NCLEX-RN
NCLEX RN Actual Exam Test Bank
1. Which of the following organs would be described as being located retroperitoneally?
- A. Kidneys
- B. Thymus
- C. Small Intestines
- D. Spleen
Correct answer: A
Rationale: The term 'retroperitoneal' refers to organs positioned behind the peritoneum. The kidneys are retroperitoneal organs, located outside the peritoneal cavity, against the posterior abdominal wall. This positioning provides them with additional protection from external forces due to the surrounding structures. The thymus, small intestines, and spleen are not retroperitoneal organs. The thymus is located in the mediastinum, the small intestines are intraperitoneal, and the spleen is intraperitoneal and located in the left upper quadrant of the abdomen.
2. Which of the following diseases would require the nurse to wear an N95 respirator as part of personal protective equipment?

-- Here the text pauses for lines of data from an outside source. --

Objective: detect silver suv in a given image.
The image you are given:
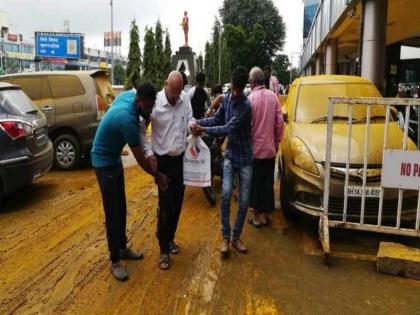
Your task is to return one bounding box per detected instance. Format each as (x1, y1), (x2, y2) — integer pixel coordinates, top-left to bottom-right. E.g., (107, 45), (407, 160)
(0, 70), (115, 170)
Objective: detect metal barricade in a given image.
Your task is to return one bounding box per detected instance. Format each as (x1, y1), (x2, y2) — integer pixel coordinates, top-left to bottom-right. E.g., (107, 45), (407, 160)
(319, 97), (420, 259)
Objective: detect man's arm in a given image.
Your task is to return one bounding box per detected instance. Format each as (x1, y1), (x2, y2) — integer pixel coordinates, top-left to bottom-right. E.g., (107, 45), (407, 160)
(130, 145), (156, 177)
(139, 118), (153, 158)
(203, 106), (251, 137)
(274, 102), (284, 148)
(197, 97), (228, 127)
(130, 145), (169, 191)
(204, 90), (211, 113)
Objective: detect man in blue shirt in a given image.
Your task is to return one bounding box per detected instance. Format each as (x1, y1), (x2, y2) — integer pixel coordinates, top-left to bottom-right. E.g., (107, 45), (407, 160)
(91, 83), (167, 281)
(191, 67), (253, 257)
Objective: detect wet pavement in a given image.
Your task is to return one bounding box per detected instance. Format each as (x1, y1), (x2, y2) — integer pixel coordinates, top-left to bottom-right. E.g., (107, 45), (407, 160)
(0, 166), (420, 314)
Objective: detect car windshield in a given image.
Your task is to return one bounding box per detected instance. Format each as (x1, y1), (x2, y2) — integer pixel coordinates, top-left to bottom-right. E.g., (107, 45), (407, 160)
(0, 89), (36, 116)
(296, 83), (386, 123)
(94, 75), (115, 107)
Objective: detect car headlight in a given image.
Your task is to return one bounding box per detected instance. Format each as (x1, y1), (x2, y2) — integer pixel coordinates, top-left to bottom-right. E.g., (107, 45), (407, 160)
(291, 137), (319, 175)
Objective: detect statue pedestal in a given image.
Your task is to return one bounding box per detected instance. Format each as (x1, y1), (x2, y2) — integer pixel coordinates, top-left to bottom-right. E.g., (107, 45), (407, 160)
(172, 47), (202, 85)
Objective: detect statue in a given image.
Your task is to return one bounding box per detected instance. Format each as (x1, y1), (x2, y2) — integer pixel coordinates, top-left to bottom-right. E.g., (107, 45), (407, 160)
(181, 11), (188, 47)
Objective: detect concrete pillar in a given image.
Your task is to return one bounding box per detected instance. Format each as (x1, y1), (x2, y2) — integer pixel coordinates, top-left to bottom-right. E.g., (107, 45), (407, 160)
(362, 0), (388, 92)
(315, 54), (322, 75)
(325, 38), (338, 74)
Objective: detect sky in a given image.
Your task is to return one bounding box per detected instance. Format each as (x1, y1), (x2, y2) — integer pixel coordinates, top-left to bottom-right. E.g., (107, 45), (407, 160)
(0, 0), (303, 65)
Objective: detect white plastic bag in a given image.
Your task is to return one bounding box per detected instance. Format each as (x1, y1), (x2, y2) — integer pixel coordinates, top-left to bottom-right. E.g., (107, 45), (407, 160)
(184, 135), (211, 187)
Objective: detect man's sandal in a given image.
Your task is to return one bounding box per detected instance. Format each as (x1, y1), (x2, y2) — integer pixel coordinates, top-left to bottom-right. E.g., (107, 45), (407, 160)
(159, 254), (169, 270)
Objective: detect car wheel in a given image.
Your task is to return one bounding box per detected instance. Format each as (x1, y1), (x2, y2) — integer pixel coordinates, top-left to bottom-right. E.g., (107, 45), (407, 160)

- A. Human immunodeficiency virus
- B. Clostridium difficile enterocolitis
- C. Vancomycin-resistant enterococcus
- D. Measles
Correct answer: D
Rationale: Infections that require airborne precautions necessitate the use of an N95 respirator, a type of mask that filters particles that are 5 micrograms or smaller. Illnesses that require airborne precautions include Measles, Varicella, Severe Acute Respiratory Syndrome (SARS), and tuberculosis. Measles is a highly contagious airborne disease caused by a virus. It can spread through respiratory droplets when an infected person coughs or sneezes. Wearing an N95 respirator helps prevent the nurse from inhaling these infectious particles. Human immunodeficiency virus, Clostridium difficile enterocolitis, and Vancomycin-resistant enterococcus do not require the use of an N95 respirator as they are not transmitted through the air but have other modes of transmission.
3. When planning a cultural assessment, what component should the nurse include?
- A. Family history
- B. Chief complaint
- C. Medical history
- D. Health practices
Correct answer: D
Rationale: When conducting a cultural assessment, it is essential to include the patient's health practices. Health practices encompass the beliefs, values, and behaviors related to health and illness within a specific cultural context. These practices provide insight into how individuals perceive and manage their health. Family history, chief complaint, and medical history are crucial components of a patient's overall assessment but do not directly relate to a cultural assessment. Focusing on health practices allows the nurse to better understand the patient's cultural background and tailor care to meet their specific needs.
4. Which of the following actions is most appropriate for reducing the risk of infection during the post-operative period?
- A. Flush the central line with heparin at least every four hours
- B. Administer narcotic analgesics as needed
- C. Remove the urinary catheter as soon as the client is ambulatory
- D. Order a high-protein diet for the client
Correct answer: C
Rationale: The most appropriate action to reduce the risk of infection during the post-operative period is to remove the urinary catheter as soon as the client is ambulatory. Urinary catheters can serve as a source of bacteria, increasing the risk of infection in the bladder or urethra. By removing the catheter promptly once the client is mobile, the risk of infection can be minimized. Option A, flushing the central line with heparin, is not directly related to reducing urinary tract infections. Option B, administering narcotic analgesics as needed, is important for pain management but does not directly address infection prevention. Option D, ordering a high-protein diet, may be beneficial for wound healing but does not specifically target infection risk reduction in the post-operative period.
5. A client who complains of nausea and seems anxious is admitted to the nursing unit. The nurse should take which of the following actions regarding completion of the admission interview?
- A. Help the client to get settled and conduct the interview the next morning when the client is rested
- B. Conduct the interview immediately, directing the majority of the questions to the client
- C. Conduct the interview as soon as uninterrupted time is available to address the client's concerns
- D. Ask the charge nurse to interview the client while the admitting nurse calls the doctor for anti-nausea and anti-anxiety medication
Correct answer: C
Rationale: When dealing with a client who is experiencing nausea and anxiety, it is important to promptly conduct the admission interview to address their concerns. This allows for the collection of accurate data while attending to the client's immediate needs. Delaying the interview until the next morning (Choice A) may not be in the best interest of the client as timely assessment and intervention are essential. Directing questions to the client's spouse (Choice B) may not provide accurate information from the client themselves. Asking another nurse to conduct the interview while administering medications (Choice D) does not prioritize building a therapeutic relationship with the client, which is crucial in addressing their concerns and providing holistic care.